Preis Den Preiß der Waaren belangend, ist solcher mehrentheils unbeständig. Denn ob etwan eine oder die andere Waare, vornehmlich das liebe Brod und Geträncke, in einer wohl policirten Stadt allezeit bey einem Preisse bleiben möchten; so wird doch, nachdem der Roggen, die Gerste, oder das Maltz steiget, oder den Beckern und Brauern eine neue Abgabe aufgeleget wird, auch nach Proportion derselben das Brod kleiner, und das Geträncke schlechter gemacht; Es geschiehet auch selten, oder doch gar langsam, daß es wieder verbessert wird, obgleich gedachte Materialien im Preisse wieder abschlagen: weil die Gewinnsucht dem Bösen mehr, als dem Guten anhängt.  

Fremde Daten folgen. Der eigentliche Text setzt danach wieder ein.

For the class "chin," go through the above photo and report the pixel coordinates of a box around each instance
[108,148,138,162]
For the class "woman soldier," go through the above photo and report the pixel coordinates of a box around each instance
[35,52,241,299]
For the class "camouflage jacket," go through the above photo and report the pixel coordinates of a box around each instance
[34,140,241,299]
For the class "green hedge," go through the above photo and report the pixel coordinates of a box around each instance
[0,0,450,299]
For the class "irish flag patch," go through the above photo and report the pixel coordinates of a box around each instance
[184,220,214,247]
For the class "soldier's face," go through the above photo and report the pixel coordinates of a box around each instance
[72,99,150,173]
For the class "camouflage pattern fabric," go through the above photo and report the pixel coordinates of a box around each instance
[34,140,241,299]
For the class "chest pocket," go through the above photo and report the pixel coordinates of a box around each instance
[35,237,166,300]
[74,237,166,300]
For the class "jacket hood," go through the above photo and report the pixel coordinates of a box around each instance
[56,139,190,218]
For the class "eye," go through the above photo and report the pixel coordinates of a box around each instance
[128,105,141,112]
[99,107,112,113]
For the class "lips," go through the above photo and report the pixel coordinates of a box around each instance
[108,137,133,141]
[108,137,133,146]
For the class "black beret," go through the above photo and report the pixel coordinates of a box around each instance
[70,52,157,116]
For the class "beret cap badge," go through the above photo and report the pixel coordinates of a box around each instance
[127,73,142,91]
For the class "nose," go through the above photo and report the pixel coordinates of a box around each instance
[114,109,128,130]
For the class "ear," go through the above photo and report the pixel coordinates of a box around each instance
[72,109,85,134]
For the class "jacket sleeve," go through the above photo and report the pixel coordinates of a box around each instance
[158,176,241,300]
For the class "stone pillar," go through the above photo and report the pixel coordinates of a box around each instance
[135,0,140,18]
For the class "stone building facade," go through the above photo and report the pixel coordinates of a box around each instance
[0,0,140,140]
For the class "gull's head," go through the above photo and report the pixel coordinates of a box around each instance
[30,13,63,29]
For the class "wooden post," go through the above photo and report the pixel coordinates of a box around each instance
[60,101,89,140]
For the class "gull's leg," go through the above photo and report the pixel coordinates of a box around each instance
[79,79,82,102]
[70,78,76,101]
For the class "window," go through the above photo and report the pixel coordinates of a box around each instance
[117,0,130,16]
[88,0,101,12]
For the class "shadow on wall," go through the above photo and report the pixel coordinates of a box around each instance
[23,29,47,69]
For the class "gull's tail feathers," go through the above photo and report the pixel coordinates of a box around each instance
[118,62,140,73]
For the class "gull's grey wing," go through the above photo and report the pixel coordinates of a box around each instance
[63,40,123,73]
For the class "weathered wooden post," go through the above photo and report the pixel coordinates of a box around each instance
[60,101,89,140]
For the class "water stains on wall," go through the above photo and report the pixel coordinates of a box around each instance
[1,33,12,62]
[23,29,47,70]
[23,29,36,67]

  Alle übrige Waaren, welche bey ihrer gewöhnlichen Substantz verbleiben, sind hingegen jährlich, monatlich, oder auch posttäglich im Preisse unterschieden, und zwar um folgender Ursachen willen:  
  Weil entweder die Recolte oder Erndte in Früchten, Gewürtze und dergleichen nicht wohl gelungen, unfruchtbare, nasse, trockene, oder Kriegszeit eingefallen, da der Feind viel Schiffe weggenommen, die Plantagen verwüstet, oder verbrannt, die Arbeits- oder Handwercks-Leute durch ihn erschlagen, gefangen weggeführet, verjaget, oder auch durch Pestilentz und unzeitigen Religions-Eifer, wie in Schlesien und Franckreich ehedem, unlängst aber im Saltzburgischen Lande geschehen; ingleichen aus Hungersnot, gottloser Beamten und schwerer Auflage halber, gezwungen worden, das Land zu verlassen.  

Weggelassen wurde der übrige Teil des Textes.